In that era, the Steelers employed linemen such as Sean Mahan, Justin Hartwig, Chris Kemoeatu, Trai Essex, and Darnell Stapleton. Sure, that same era included names like Marvel Smith, Jeff Hartings, Hall of Famer Alan Faneca and Kendall Simmons, but there was a lot of rough line play back then.
Something would have to go drastically wrong if this year’s offensive line struggles like some of those from 2006-2009 did for the black and gold.
Overall though, Rosenthal is spot on when it comes to not dismissing the Steelers in 2021. They still have Roethlisberger — who is relatively healthy — which should keep them in contention.

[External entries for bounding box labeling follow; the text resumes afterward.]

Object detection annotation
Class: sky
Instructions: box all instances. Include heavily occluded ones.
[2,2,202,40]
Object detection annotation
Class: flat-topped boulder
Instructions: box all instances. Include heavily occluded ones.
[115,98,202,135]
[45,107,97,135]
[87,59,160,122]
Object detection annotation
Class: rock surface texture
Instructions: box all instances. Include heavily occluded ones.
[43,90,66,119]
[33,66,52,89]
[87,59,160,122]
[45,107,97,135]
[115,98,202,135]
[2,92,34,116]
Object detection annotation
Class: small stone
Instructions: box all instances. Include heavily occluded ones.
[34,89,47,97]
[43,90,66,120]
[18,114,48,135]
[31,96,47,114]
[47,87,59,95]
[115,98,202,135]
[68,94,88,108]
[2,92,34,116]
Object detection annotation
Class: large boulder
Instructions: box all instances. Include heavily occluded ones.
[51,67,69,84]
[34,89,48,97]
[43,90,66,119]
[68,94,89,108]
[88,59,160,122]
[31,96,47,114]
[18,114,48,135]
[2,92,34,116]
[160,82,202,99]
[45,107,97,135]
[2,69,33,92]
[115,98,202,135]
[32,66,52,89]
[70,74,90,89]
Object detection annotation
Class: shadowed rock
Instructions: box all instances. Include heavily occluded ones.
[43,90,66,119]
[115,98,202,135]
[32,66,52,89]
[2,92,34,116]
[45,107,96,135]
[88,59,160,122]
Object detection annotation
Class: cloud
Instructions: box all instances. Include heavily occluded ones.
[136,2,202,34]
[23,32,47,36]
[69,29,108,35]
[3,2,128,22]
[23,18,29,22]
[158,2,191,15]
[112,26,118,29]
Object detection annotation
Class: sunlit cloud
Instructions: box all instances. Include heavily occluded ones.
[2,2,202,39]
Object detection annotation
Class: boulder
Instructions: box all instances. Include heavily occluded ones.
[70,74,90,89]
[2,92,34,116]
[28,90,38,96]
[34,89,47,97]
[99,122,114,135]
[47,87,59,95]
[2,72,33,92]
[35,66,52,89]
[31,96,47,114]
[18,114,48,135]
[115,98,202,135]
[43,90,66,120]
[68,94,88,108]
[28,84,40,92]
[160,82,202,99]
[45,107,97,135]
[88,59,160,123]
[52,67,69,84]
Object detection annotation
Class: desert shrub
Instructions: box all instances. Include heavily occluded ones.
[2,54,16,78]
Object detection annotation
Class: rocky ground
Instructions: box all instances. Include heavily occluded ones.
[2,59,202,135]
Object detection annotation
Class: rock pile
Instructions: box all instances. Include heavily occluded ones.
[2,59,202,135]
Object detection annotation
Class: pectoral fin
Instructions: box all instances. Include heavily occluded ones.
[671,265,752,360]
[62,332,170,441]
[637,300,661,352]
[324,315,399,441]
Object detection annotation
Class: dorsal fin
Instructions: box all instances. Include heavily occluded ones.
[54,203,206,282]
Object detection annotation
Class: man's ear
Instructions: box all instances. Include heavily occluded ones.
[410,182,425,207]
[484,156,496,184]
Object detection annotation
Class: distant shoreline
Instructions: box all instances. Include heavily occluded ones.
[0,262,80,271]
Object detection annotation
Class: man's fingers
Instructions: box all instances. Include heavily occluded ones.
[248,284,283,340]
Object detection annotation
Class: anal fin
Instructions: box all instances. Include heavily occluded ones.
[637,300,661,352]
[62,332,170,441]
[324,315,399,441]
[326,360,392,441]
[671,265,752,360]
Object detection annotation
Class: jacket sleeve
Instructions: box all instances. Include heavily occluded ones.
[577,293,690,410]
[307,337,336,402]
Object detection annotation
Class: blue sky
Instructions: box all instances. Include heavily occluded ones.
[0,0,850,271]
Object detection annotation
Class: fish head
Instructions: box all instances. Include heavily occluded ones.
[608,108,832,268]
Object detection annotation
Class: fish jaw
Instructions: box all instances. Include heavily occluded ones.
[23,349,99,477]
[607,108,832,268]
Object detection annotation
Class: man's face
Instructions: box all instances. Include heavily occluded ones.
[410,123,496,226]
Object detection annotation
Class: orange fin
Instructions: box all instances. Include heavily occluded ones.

A rebuilt run game and offensive line should give them some balance offensively under new offensive coordinator Matt Canada, opening things up for the passing game in the process.
The loss of Dupree might not be as noticeable in 2021 with Highsmith stepping up too, especially with the way Highsmith closed the regular season in 2020 after Dupree tore his ACL.
While the roster certainly isn’t on par with the Ravens and Browns today, this group knows how to win — and win consistently — in the regular season. That matters, especially when staring down a new 17-game schedule, which just so happens to be the toughest in the NFL.
Don’t count this group out just yet.